There are many other items of testimony, which we can not. comment upon without making this opinion too long. We are satisfied from a careful examination of all the evidence that Smith and Gostlin were made use of by Towle as mere covers for the purpose of carrying out a fraudulent scheme to deprive appellee of his full interest in this property.

It is contended on the part of the appellants, that, even if the transfers to Smith and Gostlin are set aside as to all the land except the three and one-quarter acres sold to innocent *425purchasers, yet Towle still has a right to claim one-half of the proceeds of the sale of the land undisposed of by Gostlin, on the ground that whatever fraud Towle may have been guilty of was not in obtaining the title from appellee and Frank, but in his subsequent efforts to sell the property. It is claimed, that the original contract between Towle and appellee was without fraud and fairly made, and that, therefore, Towle should not be deprived of his interest in that contract because of a fraud practiced by him subsequently to its execution. In other words, appellants insist, that, when Gostlin surrenders the portion of the property, to which he still retains title, such property falls back into the original trust and becomes subject to the provisions thereof, and that either Towle himself or some trustee appointed in his place should proceed to sell the property and divide the proceeds of the sale between appellee and Towle. The decree of the court below, while allowing to Towle or to Towle and Gostlin all their advances and expenditures together with interest thereon, directs a reconveyance of the remaining property to appellee freed from any interest of Towle therein. We think the decree in this regard was right.
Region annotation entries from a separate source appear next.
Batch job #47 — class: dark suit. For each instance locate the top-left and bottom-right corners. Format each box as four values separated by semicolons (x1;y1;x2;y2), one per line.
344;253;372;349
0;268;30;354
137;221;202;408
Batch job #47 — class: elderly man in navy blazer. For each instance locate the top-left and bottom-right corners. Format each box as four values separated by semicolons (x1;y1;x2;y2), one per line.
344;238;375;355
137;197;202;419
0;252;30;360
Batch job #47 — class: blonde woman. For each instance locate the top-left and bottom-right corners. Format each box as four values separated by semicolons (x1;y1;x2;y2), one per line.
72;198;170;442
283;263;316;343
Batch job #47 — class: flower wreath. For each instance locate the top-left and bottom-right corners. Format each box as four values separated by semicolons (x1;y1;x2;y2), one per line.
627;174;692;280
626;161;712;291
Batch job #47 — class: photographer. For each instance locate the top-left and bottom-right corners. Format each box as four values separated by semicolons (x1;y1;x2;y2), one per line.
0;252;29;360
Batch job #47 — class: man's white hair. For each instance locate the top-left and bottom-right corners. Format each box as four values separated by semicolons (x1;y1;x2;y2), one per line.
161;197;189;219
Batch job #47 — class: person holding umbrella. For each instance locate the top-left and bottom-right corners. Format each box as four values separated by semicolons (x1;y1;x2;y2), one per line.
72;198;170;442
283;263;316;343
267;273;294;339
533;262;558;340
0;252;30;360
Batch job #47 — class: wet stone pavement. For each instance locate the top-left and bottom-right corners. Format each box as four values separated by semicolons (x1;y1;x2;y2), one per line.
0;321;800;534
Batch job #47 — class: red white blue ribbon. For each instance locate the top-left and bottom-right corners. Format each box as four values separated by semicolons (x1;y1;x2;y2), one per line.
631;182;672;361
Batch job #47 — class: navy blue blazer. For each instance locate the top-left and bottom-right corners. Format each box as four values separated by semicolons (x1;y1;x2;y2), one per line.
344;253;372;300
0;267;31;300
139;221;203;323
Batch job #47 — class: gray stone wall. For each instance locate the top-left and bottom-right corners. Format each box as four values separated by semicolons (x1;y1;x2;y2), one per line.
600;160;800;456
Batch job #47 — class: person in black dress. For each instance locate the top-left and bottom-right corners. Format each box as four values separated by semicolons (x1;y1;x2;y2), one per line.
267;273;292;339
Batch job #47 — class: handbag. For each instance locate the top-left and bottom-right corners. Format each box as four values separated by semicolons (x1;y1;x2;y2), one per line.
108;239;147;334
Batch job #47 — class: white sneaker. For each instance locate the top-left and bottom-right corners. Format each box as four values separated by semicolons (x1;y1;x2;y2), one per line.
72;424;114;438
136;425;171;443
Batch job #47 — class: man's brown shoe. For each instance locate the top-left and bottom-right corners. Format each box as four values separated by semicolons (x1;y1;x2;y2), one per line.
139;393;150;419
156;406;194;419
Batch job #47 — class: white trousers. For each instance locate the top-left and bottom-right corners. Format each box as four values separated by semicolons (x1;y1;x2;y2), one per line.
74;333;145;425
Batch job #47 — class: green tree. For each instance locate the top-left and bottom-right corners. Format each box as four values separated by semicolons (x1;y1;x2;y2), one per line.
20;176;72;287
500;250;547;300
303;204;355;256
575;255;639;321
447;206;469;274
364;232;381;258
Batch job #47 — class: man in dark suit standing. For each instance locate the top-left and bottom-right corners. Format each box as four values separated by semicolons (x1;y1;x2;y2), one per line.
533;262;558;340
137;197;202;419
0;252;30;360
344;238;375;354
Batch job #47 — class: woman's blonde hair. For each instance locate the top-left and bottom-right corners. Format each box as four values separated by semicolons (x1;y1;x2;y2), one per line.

The interest, which Towle was to have, under the contract, in the proceeds of the sale of the property, was to be his compensation for services as agent or trustee in clearing the title and selling and dividing the land. So far as the selling and dividing were concerned, he violated his trust and sought to dispose of the property for his own use and not for the use of the cestui que trust.

There are instances, where an agent or trustee, who fraudulently appropriates the property of his principal, will not he allowed any compensation. There are also cases, where, when there is gross fraud in the carrying out of a trust imposed by a contract, a court of equity will presume that the contract was made in the first instance with a fraudulent intent on the part of the guilty party, and will not only set aside the fraudulent acts under the contract, but rescind the original contract *426itself. (Frazier v. Miller, 16 Ill. 49; Oard v. Oard, 59 id. 47; Jones v. Neely, 72 id. 449; Brannan v. Strauss, 75 id. 235; White v. White, 89 id. 461.) We think the conduct of the appellant Towle was such a gross abuse of his trust as to justify a rescission of the agreement between himself and the appellee.

First, between February 3, 1880, and the fall of 1884 and while he was superintendent of George H. Hammond & Co. and a director thereof, he permitted that corporation to make extensive improvements, consisting of an ice house, repair shops, side-tracks, a brick well costing $1500, etc., upon the trust property without consulting appellee or accounting to him for rent or for ice taken from the river.

Second, on July 3, 1883, he borrowed $5000 for three years at seven per cent interest from Snydacker, and to secure the loan gave Snydacker a mortgage upon the trust property. This_money he used for himself in his own business. He never consulted appellee about making the loan nor informed him of it. Such a large mortgage covering the whole property was calculated to delay and interfere with its sale in lots and thereby prevent its sale in the mode which would realize the largest prices.

Third, in the spring of 1884 appellee called on Towle in company with one Stauhlbaum and asked Towle to buy his interest in the land and tried to make some arrangement to sell out to his trustee. On that very day Towle held a consultation with his lawyer about instituting a proceeding to have appellee declared a lunatic and to have a guardian or conservator appointed for him. Shortly thereafter and on April 29, 1884, Towle filed a petition in the circuit court of Lake county, Indiana, charging that appellee was of unsound mind and incapable of managing his estate, and asking for a trial and the appointment of a guardian. The summons in tbis proceeding was served on appellee on April 30, 1884. The proceeding was dismissed November 18, 1884, re-instated *427December 1, 1884, and dismissed again December 8, 1885. Towle preferred dealing with a guardian rather than with appellee himself.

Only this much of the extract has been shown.